Maby you need to read my posts again before answering them.
I was not talking about the fundraise, I was talking about acquisition of an additional 6.5% interest in block 3B/4B.
You got it all wrong my friend, eco just prevented more dilution, two wells would cost them 35m$ which, if gazania failed, would dilute us to the bone at a 15p price, instead for 12m$ at 30p eco is prepered for a farm out for 2-4 wells.
Eco was in a strong position negotiating this deal and got all the info of whats on offer and surely got a better price for the benefit of the jv.
Now instead of having a potential 1 well next year with no funds, eco will have a major operating the block, 3 wells campaign fully carried or mostly carried.
Some posters here think that the deal is a "steal", because we are valuing the highly promising 3B/4B block at just US$ 153 mm (US$ 10 mm / 6.5%).
But, by doing that, they are just looking at one side of the transaction.
In order to acquire that 6.5% interest, we current shareholders are giving away (through dilution) c. 9% of all our assets for just US$ 10 mm, including the upcoming fully funded Gazania drilling, with a relatively high chance of success, and c. 200 mm barrels of prospective resources net to us.
I insist that this is not in the best interest of current shareholders.
Regards
Guys, stop speculating, i talked with gil, this deal is brilliant!
No farm out can be made without a green light by eco and aoi, eco wants to be part of a f.o but needed more interest to remain with 15% post f.o.
The jv decided to make this deal to solve all issues.
A major will step in, eco will farm out 10.5% (40%) for atleast 2 wells carry.
It doesnt get any better then that.
The seismic is still in work so i guess it will take some time.
My take is that a major will soon take a large slice direct from Ricocure and ECO will retain its 26.5%.
Why would a farm in be imminent. Surely the vendor of the sake sold to ECO would have know if this was the case and if so why on earth would they be sellers.
Seems to me another roll of the dice by Gil. Let's face it he has years of form at this.
Hopefully Gil will appear in a q & a session.
Wonder what the supposed oil sage Malcy makes of it all!
As I said before, the "acquisition price" for current shareholders was the losing of c. 9% of all our assets (including our original 20% interest of block 3B/4B), in exchange for just 6.25% interest of block 3B/4B.
I don´t think that was in the best interest for us.
I´m going to write management about that (of course, I don´t expect a repply).
Regards
This deal is a preparation for a farm out, 12m paid in orde to farm out 40% to a major for much more though this price tag alone keeps eco with 15% and 2 wells carry.
Its all about the big picture.
Big dilution?
Azinem was bought for 24m$, todays transaction give eco's 20% a 36m$ valuation!

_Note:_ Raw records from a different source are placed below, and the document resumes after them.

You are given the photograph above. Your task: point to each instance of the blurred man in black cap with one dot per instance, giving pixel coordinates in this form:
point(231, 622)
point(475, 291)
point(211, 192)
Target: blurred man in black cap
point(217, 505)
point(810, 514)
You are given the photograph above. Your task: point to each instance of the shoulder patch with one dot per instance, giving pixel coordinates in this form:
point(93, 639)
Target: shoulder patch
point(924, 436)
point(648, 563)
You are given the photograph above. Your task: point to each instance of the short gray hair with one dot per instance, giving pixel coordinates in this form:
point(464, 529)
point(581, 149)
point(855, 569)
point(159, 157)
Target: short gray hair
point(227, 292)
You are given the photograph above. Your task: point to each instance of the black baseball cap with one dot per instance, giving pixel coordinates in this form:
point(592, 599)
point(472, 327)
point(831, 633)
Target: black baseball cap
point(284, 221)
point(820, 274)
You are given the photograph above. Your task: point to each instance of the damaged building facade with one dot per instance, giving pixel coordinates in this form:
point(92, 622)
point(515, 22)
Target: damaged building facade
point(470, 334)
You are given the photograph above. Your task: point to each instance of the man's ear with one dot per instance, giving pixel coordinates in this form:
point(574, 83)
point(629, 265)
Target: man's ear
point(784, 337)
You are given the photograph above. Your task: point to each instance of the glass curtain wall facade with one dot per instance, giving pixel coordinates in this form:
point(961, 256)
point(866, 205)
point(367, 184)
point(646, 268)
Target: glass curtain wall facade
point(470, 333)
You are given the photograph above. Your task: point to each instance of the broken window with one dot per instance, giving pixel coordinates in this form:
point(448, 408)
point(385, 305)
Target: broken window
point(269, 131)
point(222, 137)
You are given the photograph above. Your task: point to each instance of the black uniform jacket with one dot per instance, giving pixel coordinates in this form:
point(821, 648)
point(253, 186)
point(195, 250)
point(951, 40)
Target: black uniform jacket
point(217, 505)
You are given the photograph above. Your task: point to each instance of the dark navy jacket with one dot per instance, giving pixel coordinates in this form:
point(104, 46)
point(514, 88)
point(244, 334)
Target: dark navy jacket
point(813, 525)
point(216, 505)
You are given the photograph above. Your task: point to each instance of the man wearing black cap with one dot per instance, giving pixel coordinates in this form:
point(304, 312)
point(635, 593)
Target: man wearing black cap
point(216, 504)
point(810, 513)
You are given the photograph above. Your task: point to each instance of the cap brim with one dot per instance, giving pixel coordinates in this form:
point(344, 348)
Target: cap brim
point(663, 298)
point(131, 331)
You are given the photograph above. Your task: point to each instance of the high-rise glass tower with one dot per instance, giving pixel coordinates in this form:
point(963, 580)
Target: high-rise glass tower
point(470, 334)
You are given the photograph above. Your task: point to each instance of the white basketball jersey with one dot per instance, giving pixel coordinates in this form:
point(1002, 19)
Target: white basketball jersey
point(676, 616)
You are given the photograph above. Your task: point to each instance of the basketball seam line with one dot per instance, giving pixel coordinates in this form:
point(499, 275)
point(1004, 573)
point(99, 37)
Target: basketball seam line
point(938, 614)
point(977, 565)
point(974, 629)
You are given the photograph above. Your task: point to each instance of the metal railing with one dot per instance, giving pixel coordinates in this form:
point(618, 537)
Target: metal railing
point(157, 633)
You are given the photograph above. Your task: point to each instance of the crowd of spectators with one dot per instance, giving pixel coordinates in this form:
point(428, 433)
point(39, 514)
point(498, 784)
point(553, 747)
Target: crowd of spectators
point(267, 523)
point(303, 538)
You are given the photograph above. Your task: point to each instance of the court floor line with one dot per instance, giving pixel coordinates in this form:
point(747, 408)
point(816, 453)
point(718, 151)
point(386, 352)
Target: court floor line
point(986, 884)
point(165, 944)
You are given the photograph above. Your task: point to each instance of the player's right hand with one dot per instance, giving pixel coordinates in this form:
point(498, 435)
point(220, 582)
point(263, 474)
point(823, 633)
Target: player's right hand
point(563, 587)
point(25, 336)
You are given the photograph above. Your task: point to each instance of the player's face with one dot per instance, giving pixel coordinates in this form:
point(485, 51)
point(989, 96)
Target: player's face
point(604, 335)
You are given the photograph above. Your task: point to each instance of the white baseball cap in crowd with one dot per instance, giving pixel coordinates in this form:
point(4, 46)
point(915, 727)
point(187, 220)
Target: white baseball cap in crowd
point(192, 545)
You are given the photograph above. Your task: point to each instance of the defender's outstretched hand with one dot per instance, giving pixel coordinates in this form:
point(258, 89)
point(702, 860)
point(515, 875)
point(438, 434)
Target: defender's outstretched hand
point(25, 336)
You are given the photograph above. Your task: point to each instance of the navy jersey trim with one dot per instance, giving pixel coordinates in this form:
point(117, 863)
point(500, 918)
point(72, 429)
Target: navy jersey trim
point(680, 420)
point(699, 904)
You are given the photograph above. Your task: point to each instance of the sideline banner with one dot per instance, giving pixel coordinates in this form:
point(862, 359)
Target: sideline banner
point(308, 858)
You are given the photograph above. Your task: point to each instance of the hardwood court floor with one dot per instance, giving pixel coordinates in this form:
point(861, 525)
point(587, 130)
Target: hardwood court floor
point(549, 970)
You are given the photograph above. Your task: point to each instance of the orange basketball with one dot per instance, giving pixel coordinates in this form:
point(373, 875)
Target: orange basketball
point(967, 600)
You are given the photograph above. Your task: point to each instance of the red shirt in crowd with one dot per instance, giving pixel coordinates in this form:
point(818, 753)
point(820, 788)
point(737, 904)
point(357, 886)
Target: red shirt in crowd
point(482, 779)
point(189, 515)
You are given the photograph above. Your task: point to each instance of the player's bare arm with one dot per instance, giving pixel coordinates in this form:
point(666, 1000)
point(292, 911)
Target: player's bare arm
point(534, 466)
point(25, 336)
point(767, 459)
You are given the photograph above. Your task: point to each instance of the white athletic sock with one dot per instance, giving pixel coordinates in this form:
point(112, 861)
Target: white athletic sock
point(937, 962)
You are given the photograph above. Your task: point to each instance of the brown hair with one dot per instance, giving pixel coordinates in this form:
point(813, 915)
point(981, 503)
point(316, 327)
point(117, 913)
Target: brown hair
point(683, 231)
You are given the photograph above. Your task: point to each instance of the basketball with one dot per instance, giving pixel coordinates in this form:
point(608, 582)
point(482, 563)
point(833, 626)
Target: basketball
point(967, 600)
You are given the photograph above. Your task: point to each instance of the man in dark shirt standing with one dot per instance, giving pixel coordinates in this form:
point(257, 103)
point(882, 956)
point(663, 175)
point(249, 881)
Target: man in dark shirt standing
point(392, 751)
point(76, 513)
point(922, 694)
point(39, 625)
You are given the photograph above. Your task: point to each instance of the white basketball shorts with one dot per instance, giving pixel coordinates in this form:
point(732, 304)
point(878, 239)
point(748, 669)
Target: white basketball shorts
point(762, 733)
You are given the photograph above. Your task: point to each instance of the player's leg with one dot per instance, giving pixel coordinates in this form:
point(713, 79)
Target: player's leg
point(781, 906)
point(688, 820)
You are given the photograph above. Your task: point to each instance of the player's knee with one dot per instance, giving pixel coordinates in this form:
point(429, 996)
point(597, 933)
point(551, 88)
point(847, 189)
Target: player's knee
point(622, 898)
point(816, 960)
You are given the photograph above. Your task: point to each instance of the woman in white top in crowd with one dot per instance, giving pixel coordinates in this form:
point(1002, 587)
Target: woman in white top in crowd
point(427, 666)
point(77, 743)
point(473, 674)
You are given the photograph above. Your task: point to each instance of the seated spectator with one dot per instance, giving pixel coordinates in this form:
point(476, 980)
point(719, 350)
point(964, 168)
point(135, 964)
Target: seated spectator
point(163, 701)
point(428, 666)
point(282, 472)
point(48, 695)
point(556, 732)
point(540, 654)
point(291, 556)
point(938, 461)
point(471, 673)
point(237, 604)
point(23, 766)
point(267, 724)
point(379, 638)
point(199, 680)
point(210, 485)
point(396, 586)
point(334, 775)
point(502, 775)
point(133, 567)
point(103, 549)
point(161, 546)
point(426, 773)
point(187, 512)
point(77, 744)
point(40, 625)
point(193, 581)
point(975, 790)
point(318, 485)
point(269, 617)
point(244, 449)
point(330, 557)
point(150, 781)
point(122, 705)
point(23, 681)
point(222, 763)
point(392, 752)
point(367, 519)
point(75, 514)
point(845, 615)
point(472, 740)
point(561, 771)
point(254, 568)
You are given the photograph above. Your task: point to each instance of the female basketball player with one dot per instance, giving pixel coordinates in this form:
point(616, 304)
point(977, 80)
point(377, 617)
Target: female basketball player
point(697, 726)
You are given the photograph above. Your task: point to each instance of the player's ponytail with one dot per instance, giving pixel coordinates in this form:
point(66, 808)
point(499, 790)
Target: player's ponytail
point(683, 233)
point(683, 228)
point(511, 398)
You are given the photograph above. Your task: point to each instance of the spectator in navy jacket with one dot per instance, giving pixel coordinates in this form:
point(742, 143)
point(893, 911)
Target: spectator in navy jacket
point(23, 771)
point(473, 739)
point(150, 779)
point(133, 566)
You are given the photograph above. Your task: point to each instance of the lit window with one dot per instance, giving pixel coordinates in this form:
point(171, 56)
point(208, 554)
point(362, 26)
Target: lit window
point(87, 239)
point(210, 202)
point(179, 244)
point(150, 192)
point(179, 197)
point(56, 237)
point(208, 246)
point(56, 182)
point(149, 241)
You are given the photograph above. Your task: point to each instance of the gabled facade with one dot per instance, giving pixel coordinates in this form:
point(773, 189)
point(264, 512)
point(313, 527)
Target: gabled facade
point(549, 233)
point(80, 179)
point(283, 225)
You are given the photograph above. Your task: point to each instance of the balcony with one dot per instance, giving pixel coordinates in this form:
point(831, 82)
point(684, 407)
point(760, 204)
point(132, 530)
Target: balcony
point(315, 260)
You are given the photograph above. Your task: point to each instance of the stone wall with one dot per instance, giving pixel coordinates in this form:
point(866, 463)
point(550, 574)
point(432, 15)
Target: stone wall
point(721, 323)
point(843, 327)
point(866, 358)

Thats only for block 3b/4b.
That deal was a steal!
Gazania is our nearest project to drill...and with the better chance of success...and we current shareholders have lost c. 9% of Gazania too, in order to acquire just 6.5% of block 3B/4B.
Regards
Meanwhile we await actual confirmation Orinduik will get a drill next year, or whether Tullow kick the can down the road.
A bird in the hand and all that.
ECO must be vey confident about what the updated seismic will show - and that the big operator is inbound to make it happen. Please don’t let it be Tullow..!
We closed Friday trading session with a market cap of CAD CAD 137.75 mm, equivalent to US 107 mm.
We are going to pay US$ 10 mm to acquire just a 6.5% interest in block 3B/4B, by issuing shares, and by paying some cash that we subsequently needed to raise.
We as shareholders have lost c. 9% of everything else we have (Orinduik, Gazania, original 20% interest in block 3B/4B, etc), just to acquire a 6.5% interest in block 3B/4B.
I don´t think that the 6.5% additional interest in block 3B/4B has a greater value than c.9% of anything else we have (including the original 20% interest in block 3B/4B).
Somebody is going to tell me that if we make a big discovery in block 3B7/4B, this will prove to be a great move. But we have similar (or even better) chances of making a discovery in each of the blocks I mencioned (especially Gazania).
This deal is not in the best interest of shareholders, in my oppinion.